To convert the final pressure from atm to torr, we can use the conversion factor: 1 atm = 760 torr.

1.75 atm * 760 torr/atm = 1330 torr

Now we have the values:
P1 = 729 torr
V1 = 5.70 L
P2 = 1330 torr
V2 = ?

Using Boyle's law equation, we can write:

P1 * V1 = P2 * V2

Substituting the known values:

(729 torr) * (5.70 L) = (1330 torr) * V2

Solving for V2:

V2 = (729 torr * 5.70 L) / (1330 torr)
V2 ≈ 3.14 L

Therefore, if the pressure is increased to 1.75 atm while the temperature is held constant, the gas will occupy a volume of approximately 3.14 L.

(b) Charles's law states that the volume of a gas is directly proportional to its temperature when the pressure is held constant.
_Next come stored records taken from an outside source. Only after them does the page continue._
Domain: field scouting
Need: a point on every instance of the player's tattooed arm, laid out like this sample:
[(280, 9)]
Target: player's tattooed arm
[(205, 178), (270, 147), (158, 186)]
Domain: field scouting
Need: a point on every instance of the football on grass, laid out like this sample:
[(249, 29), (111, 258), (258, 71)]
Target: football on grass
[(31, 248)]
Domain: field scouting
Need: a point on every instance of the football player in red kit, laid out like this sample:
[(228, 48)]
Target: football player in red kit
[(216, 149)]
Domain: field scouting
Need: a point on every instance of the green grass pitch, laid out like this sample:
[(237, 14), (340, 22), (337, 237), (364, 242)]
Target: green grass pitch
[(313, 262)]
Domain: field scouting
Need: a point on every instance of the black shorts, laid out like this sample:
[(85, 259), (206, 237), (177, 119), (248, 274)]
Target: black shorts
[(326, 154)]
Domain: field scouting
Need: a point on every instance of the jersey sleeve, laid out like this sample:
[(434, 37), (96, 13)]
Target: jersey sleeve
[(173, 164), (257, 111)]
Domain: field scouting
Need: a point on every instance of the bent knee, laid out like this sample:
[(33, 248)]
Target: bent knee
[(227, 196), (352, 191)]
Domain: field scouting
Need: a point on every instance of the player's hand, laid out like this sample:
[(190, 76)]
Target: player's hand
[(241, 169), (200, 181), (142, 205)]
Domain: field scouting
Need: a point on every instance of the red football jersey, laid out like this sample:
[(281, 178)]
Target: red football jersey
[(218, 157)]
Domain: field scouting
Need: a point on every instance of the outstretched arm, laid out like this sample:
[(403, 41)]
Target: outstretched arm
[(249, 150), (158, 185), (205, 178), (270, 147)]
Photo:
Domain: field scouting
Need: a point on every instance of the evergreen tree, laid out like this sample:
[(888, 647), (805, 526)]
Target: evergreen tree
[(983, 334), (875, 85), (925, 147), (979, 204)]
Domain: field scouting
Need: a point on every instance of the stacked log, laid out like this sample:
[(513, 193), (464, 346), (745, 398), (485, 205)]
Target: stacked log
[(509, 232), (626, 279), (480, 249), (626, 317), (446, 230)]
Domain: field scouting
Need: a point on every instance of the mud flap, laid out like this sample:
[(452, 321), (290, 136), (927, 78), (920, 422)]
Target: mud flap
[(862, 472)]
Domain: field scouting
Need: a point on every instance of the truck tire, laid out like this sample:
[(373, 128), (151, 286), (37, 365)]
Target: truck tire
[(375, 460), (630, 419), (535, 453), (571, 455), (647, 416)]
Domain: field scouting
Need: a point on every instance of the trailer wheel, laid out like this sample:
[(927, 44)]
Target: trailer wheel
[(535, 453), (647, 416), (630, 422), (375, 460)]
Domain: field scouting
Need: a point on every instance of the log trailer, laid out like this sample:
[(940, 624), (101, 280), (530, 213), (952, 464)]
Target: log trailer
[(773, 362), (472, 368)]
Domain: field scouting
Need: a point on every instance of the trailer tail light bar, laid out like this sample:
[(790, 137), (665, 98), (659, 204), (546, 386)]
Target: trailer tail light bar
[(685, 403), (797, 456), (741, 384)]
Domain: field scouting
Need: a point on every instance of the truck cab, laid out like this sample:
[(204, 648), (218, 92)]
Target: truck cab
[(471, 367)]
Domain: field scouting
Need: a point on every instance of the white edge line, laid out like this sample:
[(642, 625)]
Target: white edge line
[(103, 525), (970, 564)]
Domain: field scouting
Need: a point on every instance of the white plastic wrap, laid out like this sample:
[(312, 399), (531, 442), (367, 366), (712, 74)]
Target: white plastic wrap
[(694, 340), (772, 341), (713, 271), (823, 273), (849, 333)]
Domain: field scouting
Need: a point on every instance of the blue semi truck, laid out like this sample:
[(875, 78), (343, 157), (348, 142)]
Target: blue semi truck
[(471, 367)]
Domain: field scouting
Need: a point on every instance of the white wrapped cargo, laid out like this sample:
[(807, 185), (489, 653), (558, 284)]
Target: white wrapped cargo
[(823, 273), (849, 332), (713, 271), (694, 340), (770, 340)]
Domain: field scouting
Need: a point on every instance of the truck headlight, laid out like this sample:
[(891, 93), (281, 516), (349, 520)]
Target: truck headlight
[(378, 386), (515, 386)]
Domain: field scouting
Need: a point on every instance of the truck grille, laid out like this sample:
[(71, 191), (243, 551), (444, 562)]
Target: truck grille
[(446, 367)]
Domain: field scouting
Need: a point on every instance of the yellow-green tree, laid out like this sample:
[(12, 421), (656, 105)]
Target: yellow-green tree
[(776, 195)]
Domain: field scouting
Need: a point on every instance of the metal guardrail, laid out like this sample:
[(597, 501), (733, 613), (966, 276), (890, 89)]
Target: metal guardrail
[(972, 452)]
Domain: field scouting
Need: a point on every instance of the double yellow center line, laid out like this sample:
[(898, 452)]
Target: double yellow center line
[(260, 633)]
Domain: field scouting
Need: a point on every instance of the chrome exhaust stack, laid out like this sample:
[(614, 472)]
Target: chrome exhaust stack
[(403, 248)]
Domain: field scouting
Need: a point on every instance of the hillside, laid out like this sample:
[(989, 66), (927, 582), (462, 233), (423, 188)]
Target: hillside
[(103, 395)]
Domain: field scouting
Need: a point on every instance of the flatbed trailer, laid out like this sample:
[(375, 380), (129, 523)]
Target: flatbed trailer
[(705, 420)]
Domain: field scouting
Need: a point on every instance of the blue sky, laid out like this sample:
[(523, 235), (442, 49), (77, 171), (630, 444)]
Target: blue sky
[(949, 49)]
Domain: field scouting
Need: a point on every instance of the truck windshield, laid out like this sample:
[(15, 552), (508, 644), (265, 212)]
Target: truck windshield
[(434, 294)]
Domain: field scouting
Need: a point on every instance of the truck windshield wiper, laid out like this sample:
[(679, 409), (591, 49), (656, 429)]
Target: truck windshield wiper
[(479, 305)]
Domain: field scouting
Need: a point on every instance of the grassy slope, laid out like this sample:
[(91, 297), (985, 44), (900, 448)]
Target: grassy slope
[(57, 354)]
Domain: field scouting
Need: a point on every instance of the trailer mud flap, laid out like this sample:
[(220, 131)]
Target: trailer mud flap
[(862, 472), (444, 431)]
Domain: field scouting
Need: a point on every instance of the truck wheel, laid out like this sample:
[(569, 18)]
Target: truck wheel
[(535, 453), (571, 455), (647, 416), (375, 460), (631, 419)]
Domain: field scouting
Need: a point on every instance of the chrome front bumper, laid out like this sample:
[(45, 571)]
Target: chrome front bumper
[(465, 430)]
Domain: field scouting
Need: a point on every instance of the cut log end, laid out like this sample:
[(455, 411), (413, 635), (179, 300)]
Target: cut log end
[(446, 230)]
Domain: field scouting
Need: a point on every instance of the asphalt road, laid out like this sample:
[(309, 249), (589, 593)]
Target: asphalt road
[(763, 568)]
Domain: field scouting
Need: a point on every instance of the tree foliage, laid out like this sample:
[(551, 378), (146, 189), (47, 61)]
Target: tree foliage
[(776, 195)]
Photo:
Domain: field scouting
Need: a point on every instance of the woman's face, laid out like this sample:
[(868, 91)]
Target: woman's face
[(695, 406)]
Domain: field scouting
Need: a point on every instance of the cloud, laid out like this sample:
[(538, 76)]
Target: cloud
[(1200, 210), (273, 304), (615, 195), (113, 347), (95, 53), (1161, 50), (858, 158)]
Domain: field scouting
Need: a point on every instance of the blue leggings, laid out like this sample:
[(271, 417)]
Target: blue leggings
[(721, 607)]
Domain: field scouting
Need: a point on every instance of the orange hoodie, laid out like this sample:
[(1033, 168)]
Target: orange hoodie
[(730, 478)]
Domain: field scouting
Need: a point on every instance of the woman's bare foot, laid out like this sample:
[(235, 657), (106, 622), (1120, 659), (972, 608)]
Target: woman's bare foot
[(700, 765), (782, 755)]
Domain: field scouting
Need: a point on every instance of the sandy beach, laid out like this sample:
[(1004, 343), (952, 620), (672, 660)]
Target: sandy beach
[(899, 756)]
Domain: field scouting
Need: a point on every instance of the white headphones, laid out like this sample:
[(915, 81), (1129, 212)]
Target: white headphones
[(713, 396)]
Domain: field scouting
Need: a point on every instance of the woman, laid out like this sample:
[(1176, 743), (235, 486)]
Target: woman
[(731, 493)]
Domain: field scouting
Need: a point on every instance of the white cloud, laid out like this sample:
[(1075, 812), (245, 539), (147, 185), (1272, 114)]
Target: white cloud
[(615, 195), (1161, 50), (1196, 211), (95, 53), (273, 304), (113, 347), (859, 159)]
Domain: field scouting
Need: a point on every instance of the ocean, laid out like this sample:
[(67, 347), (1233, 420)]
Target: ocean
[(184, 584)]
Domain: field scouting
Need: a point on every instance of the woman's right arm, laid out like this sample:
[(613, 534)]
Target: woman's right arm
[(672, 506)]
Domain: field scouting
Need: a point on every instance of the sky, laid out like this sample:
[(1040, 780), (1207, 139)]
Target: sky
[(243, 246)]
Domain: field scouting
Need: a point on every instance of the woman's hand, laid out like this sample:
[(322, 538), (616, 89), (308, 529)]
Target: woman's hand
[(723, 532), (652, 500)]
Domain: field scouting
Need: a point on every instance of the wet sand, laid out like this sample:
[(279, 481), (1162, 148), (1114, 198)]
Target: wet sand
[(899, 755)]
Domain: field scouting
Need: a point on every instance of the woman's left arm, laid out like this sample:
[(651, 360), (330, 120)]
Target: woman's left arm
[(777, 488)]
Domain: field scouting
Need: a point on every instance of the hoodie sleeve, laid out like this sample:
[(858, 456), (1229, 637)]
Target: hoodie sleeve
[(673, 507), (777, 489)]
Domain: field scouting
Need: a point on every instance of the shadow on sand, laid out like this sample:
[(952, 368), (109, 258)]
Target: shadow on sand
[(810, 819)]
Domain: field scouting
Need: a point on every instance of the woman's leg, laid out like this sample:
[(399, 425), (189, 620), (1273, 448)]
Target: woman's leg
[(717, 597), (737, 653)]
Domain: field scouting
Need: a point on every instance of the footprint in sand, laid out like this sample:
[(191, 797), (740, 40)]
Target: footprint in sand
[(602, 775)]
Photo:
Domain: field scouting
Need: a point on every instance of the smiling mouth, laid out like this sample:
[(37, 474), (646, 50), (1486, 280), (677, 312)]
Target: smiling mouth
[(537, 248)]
Mathematically, it can be written as:

V1 / T1 = V2 / T2

where V1 and T1 are the initial volume and temperature, and V2 and T2 are the final volume and temperature respectively.

Given:
Initial volume, V1 = 5.70 L
Initial temperature, T1 = 27°C (we need to convert it to Kelvin)
Final volume, V2 = ? (to be determined)
Final temperature, T2 = 154°C (we need to convert it to Kelvin)

To convert temperature from Celsius to Kelvin, we can use the formula: T(K) = T(C) + 273.15.

T1 = 27°C + 273.15 = 300.15 K
T2 = 154°C + 273.15 = 427.15 K

Now we have the values:
V1 = 5.70 L
T1 = 300.15 K
V2 = ?
T2 = 427.15 K

Using Charles's law equation, we can write:

V1 / T1 = V2 / T2

Substituting the known values:

(5.70 L) / (300.15 K) = V2 / (427.15 K)

Solving for V2:

V2 = (5.70 L * 427.15 K) / (300.15 K)
V2 ≈ 8.13 L

Therefore, if the temperature is increased to 154°C while the pressure is held constant, the gas will occupy a volume of approximately 8.13 L.